The event name also accepts a RegExp for pattern-based routing:

@WSOperation({ event: /^room:.*/ })
onRoomEvent(ctx: SocketioContext) { }

Options

OptionTypeDescription
eventstring | RegExpWebSocket event name or pattern. Defaults to the method name.
responsestring | TypeResponse type returned to the caller.
descriptionstringHuman-readable description.

WsParam

Use @WsParam() on method parameters to declare the argument types of an operation.

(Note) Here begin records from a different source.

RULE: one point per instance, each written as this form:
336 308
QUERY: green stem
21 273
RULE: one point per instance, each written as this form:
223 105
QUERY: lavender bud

Arguments are decoded in the order they appear in the method signature (excluding the context parameter).

import { WSController, WSOperation, WsParam } from '@opra/common';
import { SocketioContext } from '@opra/socketio';

@WSController()
export class GameController {

@WSOperation({ event: 'join-room', response: Boolean })
joinRoom(
ctx: SocketioContext, // context — not a WsParam
@WsParam() roomName: string,
@WsParam() options: JoinOptions,
) {
// roomName → first argument, options → second argument
}
}

OPRA infers the type from TypeScript's design metadata when possible. Pass an explicit type to override:

@WSOperation({ event: 'send-message' })
sendMessage(
ctx: SocketioContext,
@WsParam('uuid') senderId: string,
@WsParam(MessageDto) payload: MessageDto,
) { }

Options

OptionTypeDescription
typestring | TypeExplicit argument type. Inferred from TypeScript metadata if omitted.
requiredbooleanArgument must be provided by the client.

Response

Declare the response type in the response option of @WSOperation(). The response is returned to the caller as a WebSocket acknowledgement.

import { ArrayType, WSController, WSOperation, WsParam } from '@opra/common';
import { SocketioContext } from '@opra/socketio';

@WSController()
export class MainController {

// Respond with a single object
@WSOperation({ event: 'create-room', response: Room })
createRoom(
ctx: SocketioContext,
@WsParam() name: string,
) {
return this.roomService.createRoom(name);
}

// Respond with an array
@WSOperation({ event: 'list-rooms', response: ArrayType(Room) })
listRooms() {
return Array.from(this.roomService.rooms.values());
}

// Respond with a primitive
@WSOperation({ event: 'join-room', response: Boolean })
joinRoom(
ctx: SocketioContext,
@WsParam() roomName: string,
) {
return this.roomService.join(roomName, ctx.socket.data.user);
}
}

The return value of the handler method is automatically encoded using the declared response type and sent back to the client.